We propose a geometric framework for longitudinal multi-parametric MRI analysis based on patient-specific energy modelling in sequence space. Rather than operating on images with spatial networks, each voxel is represented by its multi-sequence intensity vector ($T1$, $T1c$, $T2$, FLAIR, ADC), and a compact implicit neural representation is trained via denoising score matching to learn an energy function $E_θ(\mathbf{u})$ over $\mathbb{R}^d$ from a single baseline scan. The learned energy landscape provides a differential-geometric description of tissue regimes without segmentation labels. Local minima define tissue basins, gradient magnitude reflects proximity to regime boundaries, and Laplacian curvature characterises local constraint structure. Importantly, this baseline energy manifold is treated as a fixed geometric reference: it encodes the set of contrast combinations observed at diagnosis and is not retrained at follow-up. Longitudinal assessment is therefore formulated as evaluation of subsequent scans relative to this baseline geometry. Rather than comparing anatomical segmentations, we analyse how the distribution of MRI sequence vectors evolves under the baseline energy function. In a paediatric case with later recurrence, follow-up scans show progressive deviation in energy and directional displacement in sequence space toward the baseline tumour-associated regime before clear radiological reappearance. In a case with stable disease, voxel distributions remain confined to established low-energy basins without systematic drift. The presented cases serve as proof-of-concept that patient-specific energy manifolds can function as geometric reference systems for longitudinal mpMRI analysis without explicit segmentation or supervised classification, providing a foundation for further investigation of manifold-based tissue-at-risk tracking in neuro-oncology.

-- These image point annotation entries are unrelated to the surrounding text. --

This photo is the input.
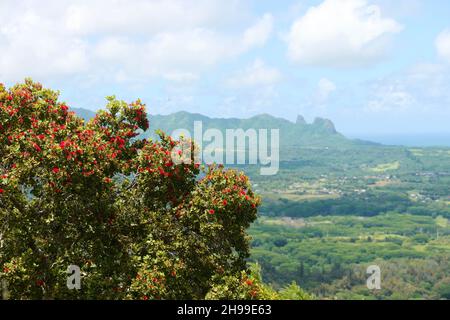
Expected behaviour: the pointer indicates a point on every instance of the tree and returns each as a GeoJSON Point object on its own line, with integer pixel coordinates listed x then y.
{"type": "Point", "coordinates": [96, 196]}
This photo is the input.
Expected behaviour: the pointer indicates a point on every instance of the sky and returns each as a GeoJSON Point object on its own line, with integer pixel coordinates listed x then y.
{"type": "Point", "coordinates": [371, 66]}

翻译：我们提出了一种基于序列空间患者特异性能量建模的纵向多参数MRI分析几何框架。该方法并非利用空间网络对图像进行操作，而是将每个体素表示为多序列强度向量（T1、T1c、T2、FLAIR、ADC），并通过去噪分数匹配训练紧凑的隐式神经表示，从单次基线扫描中学习定义在 \(\mathbb{R}^d\) 空间上的能量函数 \(E_\theta(\mathbf{u})\)。所学得的能量景观无需分割标签即可提供组织区域的微分几何描述：局部最小值定义组织盆地，梯度幅度反映与区域边界的接近程度，拉普拉斯曲率表征局部约束结构。关键在于，该基线能量流形被固定为几何参考基准：它编码了诊断时观察到的对比组合集合，且在随访中不重新训练。因此，纵向评估被表述为相对于该基线几何结构对后续扫描进行评价。我们并非比较解剖分割结果，而是分析MRI序列向量分布如何在基线能量函数下演化。在一例后续复发的儿科病例中，随访扫描在明确影像学复发前即显示能量演化和序列空间中向基线肿瘤相关区域的定向位移。在一例病情稳定病例中，体素分布始终局限于已建立的低能量盆地，未出现系统性偏移。所呈现病例作为概念验证表明：无需显式分割或监督分类，患者特异性能量流形可充当纵向mpMRI分析的几何参考系统，为神经肿瘤学中基于流形的组织风险追踪进一步研究奠定了基础。